When is it the right time to repot?
Since they are slow growers, you would only have to repot if the plant is outgrowing the pot in terms of plant foliage to pot ratio.
You will also need to repot the plant if it becomes rootbound. At this point, choose a pot that is only a size or two larger than your current pot.
What kind of soil?
To ensure that the water will drain well at the bottom, you can line your pots with pebbles or pumice stones before adding your soil.
The all-purpose potting mix works well with parlor palms. You can also add coarse sand to the mix. Many stores already carry soil mixes specialized for palms.
Propagating Parlor palm
Most palms produce seeds from their flowers and are used for propagation, but because of the restricting conditions indoors, your Parlor palm will have a hard time producing these seeds.
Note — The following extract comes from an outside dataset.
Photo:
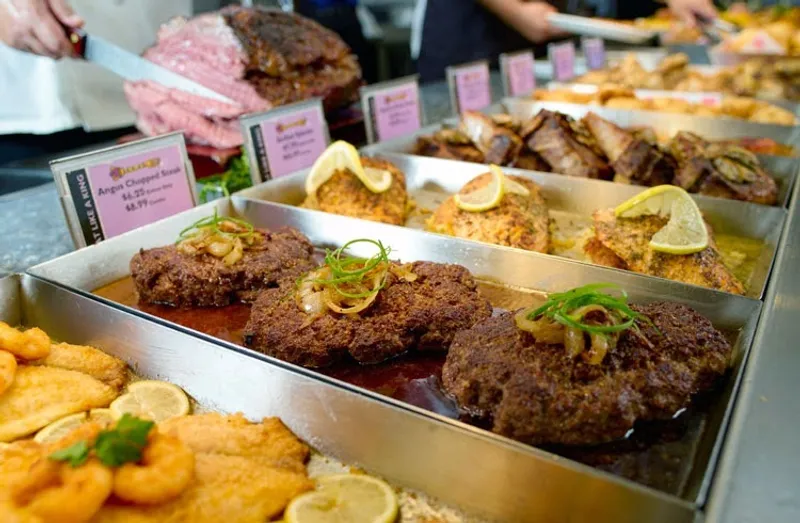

Growing through seeds is the main propagation method used by gardeners.
Propagation by division is possible.
Are Parlor palms toxic?
Parlor palms are considered non-toxic to pets and humans.
Be advised, though, due to thin leaves and dangly foliage, these can be magnets for cats to play with. Ingesting any plant in larger quantities, even if non-toxic, can cause problems – to cat and plant.
* There have been no negative health issues reported with parlor palms. Keep in mind toxicity information on plants can change. This is something that is best talked about with your veterinarian. Even with non-toxic plants, nibbling plants should be avoided, and keeping plants away from pets, especially if they like to eat them, is best.
Pests and diseases to look out for
Although generally low maintenance, Parlor palms are susceptible to pest infestations such as mealy bugs, spider mites, leaf scales, and aphids.
Most of these insects will consume the moisture and nutrients from the stems and leaves of your parlor palm and cause it to turn yellow and eventually die off. These insects are easy to spot for small plants, but since the Parlor palm is quite bushy, you may have to spend a bit more time looking out for them.
These pests are detrimental to the health of your plant especially if your Parlor palm is still small. Watch out for webbings as this may suggest the presence of spider mites. Similar to mealy bugs, these pests absorb the nutrients from the stems of the plant. Mealybugs on the other hand are observed in groups and present themselves as white fuzzy insects.
Other pests, including aphids and whiteflies, are small insects that crawl along the stems and the plant’s soil. All of these insects cannot tolerate too much humidity around the plant, but since your Parlor palm does not require heavy loads of humidity, they may become a problem.
You can choose to use Neem oil as a preventive solution. This solution also acts as a repellent for insects.
In addition to pests, this plant can also become a victim of fungal pathogens. Some of the most common fungal pathogens include leaf spots and stem cankers. These pathogens usually enter the plant from open cuts caused by pruning or removing a partially dead stem. Diseases such as stem cankers prevent the plant from absorbing nutrients and hinder the plant’s growth. On the other hand, leaf spots spread as small concentric circles that eventually turn black and consume the whole leaf.
Prevention of some of these pathogens include using clean pruning shears or knife when cleaning the plant. Remove infected leaves to prevent further spread and isolate the plant until it has been properly treated.
Parlor palm leaves turning brown?
This is most likely due to the plant not getting enough light or enough water if the tips are dry.